Hatter sealed himself off from the peaceful demonstrations taking place on the streets of his country. He pretended not to notice the rivers of blood flowing on the sidewalks, hear the cries of the wounded now filling the wards of hospitals, or take note of the wails of the families of the brave who had died in the name of liberty. All Hatter could feel was resentment and fury. The next evening, when he noticed that the walls of his rule were crumbling all around him, Hatter decided to bring his TV station to his palace in order to film yet another declaration. Dressed in a brown robe and a makeshift crown, Hatter shook his fist at the camera and even at the cameraman. He spoke in a raspy voice, “Parents, control your youth. Make them move off the streets of my country. Tell them to get off the drugs they are taking and to not listen to propaganda to overthrow me. I remain steadfast. I refuse to give up my power. I am still in control and if I must die like my idol Hitler, then so be it.”

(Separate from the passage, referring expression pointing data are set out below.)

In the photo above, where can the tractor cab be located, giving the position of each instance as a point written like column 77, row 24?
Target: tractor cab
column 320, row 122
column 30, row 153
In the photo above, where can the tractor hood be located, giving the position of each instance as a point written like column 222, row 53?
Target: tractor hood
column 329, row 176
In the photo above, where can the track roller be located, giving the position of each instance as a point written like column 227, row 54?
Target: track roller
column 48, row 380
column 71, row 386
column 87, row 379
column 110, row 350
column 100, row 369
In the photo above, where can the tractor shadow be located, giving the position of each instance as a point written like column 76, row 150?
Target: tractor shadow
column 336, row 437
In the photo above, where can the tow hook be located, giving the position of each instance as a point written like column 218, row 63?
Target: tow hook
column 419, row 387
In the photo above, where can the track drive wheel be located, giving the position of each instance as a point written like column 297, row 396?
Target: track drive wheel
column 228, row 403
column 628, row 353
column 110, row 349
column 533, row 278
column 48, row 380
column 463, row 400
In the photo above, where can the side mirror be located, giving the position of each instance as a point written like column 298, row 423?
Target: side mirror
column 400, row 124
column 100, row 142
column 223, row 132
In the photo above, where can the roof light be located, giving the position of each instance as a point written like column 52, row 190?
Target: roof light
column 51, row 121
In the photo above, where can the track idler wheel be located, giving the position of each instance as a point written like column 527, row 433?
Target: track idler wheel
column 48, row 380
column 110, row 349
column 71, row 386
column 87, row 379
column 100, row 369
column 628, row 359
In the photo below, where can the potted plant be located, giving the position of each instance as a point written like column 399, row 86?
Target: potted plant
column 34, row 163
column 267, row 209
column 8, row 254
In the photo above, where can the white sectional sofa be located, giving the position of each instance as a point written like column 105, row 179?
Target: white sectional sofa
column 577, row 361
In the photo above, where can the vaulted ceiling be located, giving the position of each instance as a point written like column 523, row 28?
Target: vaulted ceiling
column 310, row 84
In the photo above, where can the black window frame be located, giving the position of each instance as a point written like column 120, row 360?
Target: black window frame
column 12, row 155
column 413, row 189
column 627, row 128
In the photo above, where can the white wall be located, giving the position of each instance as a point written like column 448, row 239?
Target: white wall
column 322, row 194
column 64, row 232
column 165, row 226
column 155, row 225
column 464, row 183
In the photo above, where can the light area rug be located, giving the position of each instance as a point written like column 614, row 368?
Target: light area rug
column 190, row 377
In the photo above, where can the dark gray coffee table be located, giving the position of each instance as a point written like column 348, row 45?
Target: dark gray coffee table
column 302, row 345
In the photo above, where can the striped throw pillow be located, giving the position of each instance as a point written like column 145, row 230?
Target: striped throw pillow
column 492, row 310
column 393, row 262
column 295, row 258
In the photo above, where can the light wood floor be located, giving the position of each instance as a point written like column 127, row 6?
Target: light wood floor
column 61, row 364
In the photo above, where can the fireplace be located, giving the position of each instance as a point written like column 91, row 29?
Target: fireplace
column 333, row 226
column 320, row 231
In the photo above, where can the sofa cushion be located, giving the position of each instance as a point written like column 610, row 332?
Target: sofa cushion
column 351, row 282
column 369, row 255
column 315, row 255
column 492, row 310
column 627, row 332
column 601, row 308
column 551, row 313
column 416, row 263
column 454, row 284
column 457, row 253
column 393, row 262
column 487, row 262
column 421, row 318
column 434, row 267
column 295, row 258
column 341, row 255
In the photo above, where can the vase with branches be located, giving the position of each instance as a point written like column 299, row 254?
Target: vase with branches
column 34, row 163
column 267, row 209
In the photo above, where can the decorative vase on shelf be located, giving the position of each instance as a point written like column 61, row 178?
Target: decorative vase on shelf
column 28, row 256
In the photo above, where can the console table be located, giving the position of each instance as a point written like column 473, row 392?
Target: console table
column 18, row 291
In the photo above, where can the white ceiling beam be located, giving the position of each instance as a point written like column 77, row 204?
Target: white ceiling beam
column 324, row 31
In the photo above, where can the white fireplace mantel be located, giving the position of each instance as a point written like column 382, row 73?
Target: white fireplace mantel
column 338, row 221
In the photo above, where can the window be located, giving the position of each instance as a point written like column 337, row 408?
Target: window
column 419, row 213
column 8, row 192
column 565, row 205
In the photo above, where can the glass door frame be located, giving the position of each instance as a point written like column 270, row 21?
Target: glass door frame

Hatter then began to wave the little green book he had written. It was his version of a “Mein Kampf.” Little did he know that on the streets of his city, not far from his palace, demonstrators ripped up pages of his green book and burned them. Little did he understand that once people taste freedom, they forget their fear of oppression. Adrenaline kicks in. This is how mountains and dictators are overcome. So now Hatter waits. What he waits for he is still not certain. He sleeps propped up on his aging staff with one eye open. One never knows when one might be toppled from power. All Hatter’s billions in foreign bank accounts can not stop a people’s desire to be free.